「ありえない事だらけの世界」NOPE ノープ 近大さんの映画レビュー(感想・評価)
ありえない事だらけの世界
『ゲット・アウト』や『アス』。人種差別やドッペルゲンガー現象などを斬新なアイデアとスリルとブラック・ユーモアで描いて大ヒット&高評価に導き、今やハリウッド期待の監督となったジョーダン・ピール。
その待望の新作は、謎、謎、謎…。
予告編では、広大な牧場の上空に突如現れた謎の飛行物体…。
UFO…? SF…?
第一印象は、M・ナイト・シャマランの『サイン』…?
しかし、奇才ピールが模倣やありふれた作品を作る訳がない。
またまた独創的なアイデア、野心的な作り、映画愛溢れるオマージュで、唯一無二のピール流UFO映画になっていた。
映画やTVなどに出演する馬を調教するヘイウッド牧場。
父親と二人で経営するOJ。ある日、父親が空から降ってきた異物にぶつかり死亡。OJは“それ”を見る。
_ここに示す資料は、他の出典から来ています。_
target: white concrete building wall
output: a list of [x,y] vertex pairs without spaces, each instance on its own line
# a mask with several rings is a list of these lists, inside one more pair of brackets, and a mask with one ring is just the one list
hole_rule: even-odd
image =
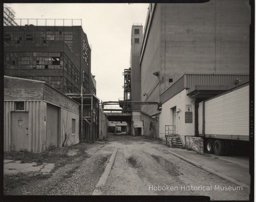
[[[192,105],[192,123],[185,123],[186,105]],[[162,111],[159,115],[159,138],[165,141],[165,126],[173,125],[172,108],[176,107],[176,133],[181,136],[182,140],[185,142],[185,136],[195,135],[195,100],[187,95],[187,91],[184,89],[162,105]],[[180,109],[180,111],[179,112]]]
“それ”が“あれ”だと確信したOJは、妹エムと動画撮影しようとするのだが…。
『サイン』ではなかったが、これは確かに一種のUFO映画。おっと、今は“UFO(未確認飛行物体)”とは言わないんだよね。“UAP(未確認空中現象)映画”。
怪現象。雲の中に見え隠れする影。遭遇と闘い…。
UAP映画は群像パニック劇がほとんどだが、これを一個人の視点で描き、それは『サイン』風でもあるが、ピールは着想や演出をスピルバーグ映画からインスピレーション。
序盤の怪現象は『未知との遭遇』的。
特に影響大は『JAWS』。見せない演出。突如の襲撃。“補食”。あちらは海からの恐怖だが、こちらは空からの恐怖。
ピールが幼い頃に見たスピルバーグ映画のワクワクを、UAP×ホラーにオマージュ変換させたと言えよう。
斬新なのは、UAPの描写。
本作に“宇宙人”は登場しない。が、“地球外生命体”は登場する。つまり、
UAPそのものが、生物なのだ。
“Gジャン”と名付けられた“奴”は、一見飛行物体だが、出入口みたいな所が口で、そこから地上の人々や物を吸い上げ補食。金属などの“食べかす”は地上に吐き出す(OJの父親はそれに当たって死亡)。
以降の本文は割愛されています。